Yes but that's exactly what I wanted to avoid for the native ppc32 case: this
double hop means useless pressure on the cache. The siginfo_t structure is 128
bytes large, that means 8 lines of cache on powerpc 8xx.

But maybe it is acceptable to do that only for the compat case. Let me think
about it, it might be quite easy.

The places get_signal is called tend to be well known. So I think we
are safe from a capacity standpoint.

I am not certain it makes a difference in capacity as there is a high
probability that the stack was deeper recently than it is now which
suggests the cache blocks might already be in the cache.

My sense it is worth benchmarking before optimizing out the extra copy
like that.

On the extreme side there is simply building the entire sigframe on the
stack and then just calling it copy_to_user. As the stack cache lines
are likely to be hot, and copy_to_user is quite well optimized
there is a real possibility that it is faster to build everything
on the kernel stack, and then copy it to the user space stack.

It is also possible that I am wrong and we may want to figure out how
far up we can push the conversion to the 32bit siginfo format.

If could move the work into collect_signal we could guarantee there
would be no extra work. That would require adjusting the sigframe
generation code on all of the architectures.

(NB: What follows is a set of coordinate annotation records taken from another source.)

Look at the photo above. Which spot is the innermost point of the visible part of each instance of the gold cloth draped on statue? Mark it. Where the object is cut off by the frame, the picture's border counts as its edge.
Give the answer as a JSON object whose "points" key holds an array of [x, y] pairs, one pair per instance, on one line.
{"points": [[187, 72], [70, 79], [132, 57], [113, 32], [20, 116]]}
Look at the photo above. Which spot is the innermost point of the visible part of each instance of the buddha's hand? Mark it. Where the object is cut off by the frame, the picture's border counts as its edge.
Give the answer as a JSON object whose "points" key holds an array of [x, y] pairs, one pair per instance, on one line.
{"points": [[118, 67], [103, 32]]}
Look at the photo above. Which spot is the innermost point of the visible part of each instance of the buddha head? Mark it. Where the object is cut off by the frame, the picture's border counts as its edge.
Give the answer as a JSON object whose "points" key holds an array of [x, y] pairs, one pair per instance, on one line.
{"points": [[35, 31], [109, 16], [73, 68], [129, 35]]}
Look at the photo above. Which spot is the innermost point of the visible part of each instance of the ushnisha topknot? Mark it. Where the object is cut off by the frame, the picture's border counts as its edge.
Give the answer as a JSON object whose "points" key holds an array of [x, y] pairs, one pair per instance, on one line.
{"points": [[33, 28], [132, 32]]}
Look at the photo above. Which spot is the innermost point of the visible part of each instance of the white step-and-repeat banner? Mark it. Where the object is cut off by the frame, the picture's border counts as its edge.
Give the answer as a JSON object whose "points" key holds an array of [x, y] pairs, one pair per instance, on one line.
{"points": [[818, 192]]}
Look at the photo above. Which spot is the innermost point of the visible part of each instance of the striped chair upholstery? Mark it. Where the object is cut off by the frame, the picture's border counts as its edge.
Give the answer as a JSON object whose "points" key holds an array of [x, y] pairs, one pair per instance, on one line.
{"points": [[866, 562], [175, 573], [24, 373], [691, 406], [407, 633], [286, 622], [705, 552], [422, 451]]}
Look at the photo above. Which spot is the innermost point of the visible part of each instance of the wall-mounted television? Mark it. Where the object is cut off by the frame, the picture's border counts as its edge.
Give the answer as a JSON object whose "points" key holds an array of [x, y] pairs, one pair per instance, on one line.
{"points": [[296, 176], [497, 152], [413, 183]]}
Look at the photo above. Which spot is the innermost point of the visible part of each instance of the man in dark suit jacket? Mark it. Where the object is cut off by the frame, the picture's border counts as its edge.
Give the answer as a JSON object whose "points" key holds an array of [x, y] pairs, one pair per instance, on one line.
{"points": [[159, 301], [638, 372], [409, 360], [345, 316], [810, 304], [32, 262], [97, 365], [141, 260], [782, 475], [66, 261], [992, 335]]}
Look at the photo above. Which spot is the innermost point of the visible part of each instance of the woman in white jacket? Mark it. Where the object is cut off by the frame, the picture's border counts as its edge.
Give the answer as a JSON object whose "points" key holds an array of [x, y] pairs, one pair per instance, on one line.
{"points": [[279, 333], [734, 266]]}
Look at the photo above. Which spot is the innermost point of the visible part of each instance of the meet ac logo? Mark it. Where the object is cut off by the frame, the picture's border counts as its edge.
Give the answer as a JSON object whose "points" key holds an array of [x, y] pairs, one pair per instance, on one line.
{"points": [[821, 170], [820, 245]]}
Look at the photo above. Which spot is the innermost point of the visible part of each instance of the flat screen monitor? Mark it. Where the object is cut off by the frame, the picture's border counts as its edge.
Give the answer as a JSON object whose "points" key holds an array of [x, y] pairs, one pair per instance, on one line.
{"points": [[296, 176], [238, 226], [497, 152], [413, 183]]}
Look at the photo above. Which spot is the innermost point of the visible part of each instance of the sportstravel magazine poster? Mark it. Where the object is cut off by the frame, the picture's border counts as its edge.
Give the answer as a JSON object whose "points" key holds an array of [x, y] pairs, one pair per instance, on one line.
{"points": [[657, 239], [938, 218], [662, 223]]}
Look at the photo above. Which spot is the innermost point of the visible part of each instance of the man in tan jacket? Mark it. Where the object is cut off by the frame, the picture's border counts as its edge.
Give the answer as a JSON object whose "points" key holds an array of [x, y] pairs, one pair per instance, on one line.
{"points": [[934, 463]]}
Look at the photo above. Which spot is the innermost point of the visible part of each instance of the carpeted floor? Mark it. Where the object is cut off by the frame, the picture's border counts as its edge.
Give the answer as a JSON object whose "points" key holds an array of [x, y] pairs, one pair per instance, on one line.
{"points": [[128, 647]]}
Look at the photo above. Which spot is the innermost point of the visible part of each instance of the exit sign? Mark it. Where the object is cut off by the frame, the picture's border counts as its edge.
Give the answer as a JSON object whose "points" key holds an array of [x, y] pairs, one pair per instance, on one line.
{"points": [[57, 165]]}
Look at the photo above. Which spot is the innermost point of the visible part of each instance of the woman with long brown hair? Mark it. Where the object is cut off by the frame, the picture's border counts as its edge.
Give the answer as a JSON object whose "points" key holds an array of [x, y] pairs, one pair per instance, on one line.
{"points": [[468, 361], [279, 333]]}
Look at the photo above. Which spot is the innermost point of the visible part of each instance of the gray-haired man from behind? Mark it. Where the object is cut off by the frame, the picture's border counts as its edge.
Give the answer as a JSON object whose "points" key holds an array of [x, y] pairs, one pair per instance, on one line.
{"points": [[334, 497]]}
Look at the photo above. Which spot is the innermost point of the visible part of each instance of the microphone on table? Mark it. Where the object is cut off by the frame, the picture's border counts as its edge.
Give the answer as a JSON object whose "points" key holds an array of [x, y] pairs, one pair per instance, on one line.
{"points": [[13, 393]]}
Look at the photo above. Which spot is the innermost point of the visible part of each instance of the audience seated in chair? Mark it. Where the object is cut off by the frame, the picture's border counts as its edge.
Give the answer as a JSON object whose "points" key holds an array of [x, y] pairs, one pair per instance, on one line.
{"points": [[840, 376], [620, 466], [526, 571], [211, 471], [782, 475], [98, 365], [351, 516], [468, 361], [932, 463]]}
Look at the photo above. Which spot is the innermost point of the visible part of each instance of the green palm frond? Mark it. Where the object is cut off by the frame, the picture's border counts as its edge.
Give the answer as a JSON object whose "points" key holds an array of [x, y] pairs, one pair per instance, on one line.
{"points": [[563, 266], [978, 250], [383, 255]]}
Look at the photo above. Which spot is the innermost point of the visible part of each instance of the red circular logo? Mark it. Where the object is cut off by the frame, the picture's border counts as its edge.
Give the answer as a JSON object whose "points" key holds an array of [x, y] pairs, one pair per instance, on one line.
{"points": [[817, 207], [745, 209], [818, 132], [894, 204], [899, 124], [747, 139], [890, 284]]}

There is a lot we can do but we need benchmarking to tell if it is
worth it.



Sure, I'm benchmarking all the work I have been doing on signal code with the following simple app that I run with 'perf stat':

#include <stdlib.h>
#include <signal.h>

void sigusr1(int sig) { }

int main(int argc, char **argv)
{
int i = 100000;

signal(SIGUSR1, sigusr1);
for (;i--;)
raise(SIGUSR1);
exit(0);
}


On an mpc8321 a 32 bits powerpc with KUAP enabled (KUAP is equivalent of x86 SMAP)

Before changing copy_siginfo_to_user() to unsafe_copy_siginfo_to_user(), 'perf stat' reports 1983 msec (task-clock)

After my change I get 1900 msec.

With your approach I get 1930 msec, so we are loosing 36% of the benefit of converting to the 'unsafe_' alternative.

So I think it is worth it.

Christophe